The opening in Dubai aligns seamlessly with the Maison’s future plans in London, where the V&A will host Shocking! The Surreal World of Elsa Schiaparelli, the United Kingdom’s first-ever exhibition dedicated to the designer. Bellini highlights the significance of this moment: “We are going to present the legacy of Ms Schiaparelli,” she says, adding that the show will also explore “how her legacy is being translated by Daniel for today.” The Dubai pop-up becomes, in her words, “a bridge,” offering visitors from the region an amuse bouche of the rich surrealist universe soon to take over the London museum’s galleries.

It also demonstrates how the Maison tailors its approach to each region. “What we could do here,” Bellini says, was shaped by Dubai’s appetite for immersive retail and creative expression. “We have been working for months and months on this project to bring something super innovative,” shares the CEO. The result is a space that feels both intimate and cinematic, a capsule of the Maison’s artistry dropped into the center of one of the world’s busiest luxury destinations.
Part of the magic is the team itself. “We have an amazing team that is passionate about the brand,” Bellini says. Their role is not merely to sell but to guide, to “take each customer around a journey,” she explains. That journey includes storytelling about the Maison, its collaborations, and its modern reinterpretations of surrealism.
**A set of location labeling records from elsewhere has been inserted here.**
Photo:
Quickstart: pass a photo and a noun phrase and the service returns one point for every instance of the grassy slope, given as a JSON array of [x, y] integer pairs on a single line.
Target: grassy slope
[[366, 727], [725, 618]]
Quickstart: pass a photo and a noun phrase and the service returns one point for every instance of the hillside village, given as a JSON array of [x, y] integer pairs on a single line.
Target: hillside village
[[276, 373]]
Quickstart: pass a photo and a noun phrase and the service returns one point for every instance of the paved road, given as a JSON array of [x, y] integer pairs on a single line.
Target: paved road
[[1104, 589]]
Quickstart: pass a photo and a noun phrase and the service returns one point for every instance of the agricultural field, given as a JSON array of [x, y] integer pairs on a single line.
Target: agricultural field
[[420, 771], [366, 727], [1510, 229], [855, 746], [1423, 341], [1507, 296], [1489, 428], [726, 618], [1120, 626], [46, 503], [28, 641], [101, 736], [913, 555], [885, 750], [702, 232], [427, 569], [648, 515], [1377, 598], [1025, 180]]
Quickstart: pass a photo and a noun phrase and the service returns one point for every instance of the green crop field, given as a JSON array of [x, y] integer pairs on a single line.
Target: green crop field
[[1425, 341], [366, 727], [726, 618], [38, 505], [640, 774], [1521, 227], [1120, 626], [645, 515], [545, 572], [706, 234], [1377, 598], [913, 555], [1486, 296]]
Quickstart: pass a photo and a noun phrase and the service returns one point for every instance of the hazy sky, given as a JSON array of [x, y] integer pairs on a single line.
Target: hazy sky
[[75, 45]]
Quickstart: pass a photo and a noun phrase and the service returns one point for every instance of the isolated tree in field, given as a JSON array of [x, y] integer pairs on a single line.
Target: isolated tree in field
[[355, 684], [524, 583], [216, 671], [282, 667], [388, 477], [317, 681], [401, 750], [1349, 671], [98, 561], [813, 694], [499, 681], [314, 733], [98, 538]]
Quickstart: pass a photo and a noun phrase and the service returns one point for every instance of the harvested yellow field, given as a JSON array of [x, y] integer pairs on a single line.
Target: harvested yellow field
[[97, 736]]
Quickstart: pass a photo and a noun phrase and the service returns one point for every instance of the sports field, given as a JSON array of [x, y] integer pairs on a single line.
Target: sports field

Collaboration, after all, is embedded in Schiaparelli’s DNA. Bellini brings up how the founder’s own creative friendships were so fundamental in creating the brand’s distinctive DNA. “When she met Salvador Dalí,” she says, “they were not meant to do something. Their first collaboration was accidental, it was never meant to be something big” Bellini emphasises. Yet it became foundational to the Maison’s myth. That spirit continues today in the house’s relationships with milliner Stephen Jones, artist collaborations, and couture-level artisans whose work animates Roseberry’s designs. “It blends beautifully,” Bellini says. “Legacy, but at the same time it is furnished with modernity.”

Leadership at Schiaparelli, Bellini insists, is not about force but stewardship. “I never think about being a female leader,” she says. “I think about being a facilitator to make the projects a reality and Daniel’s dreams come true.” Her role is to support, she says, “to make everything possible.”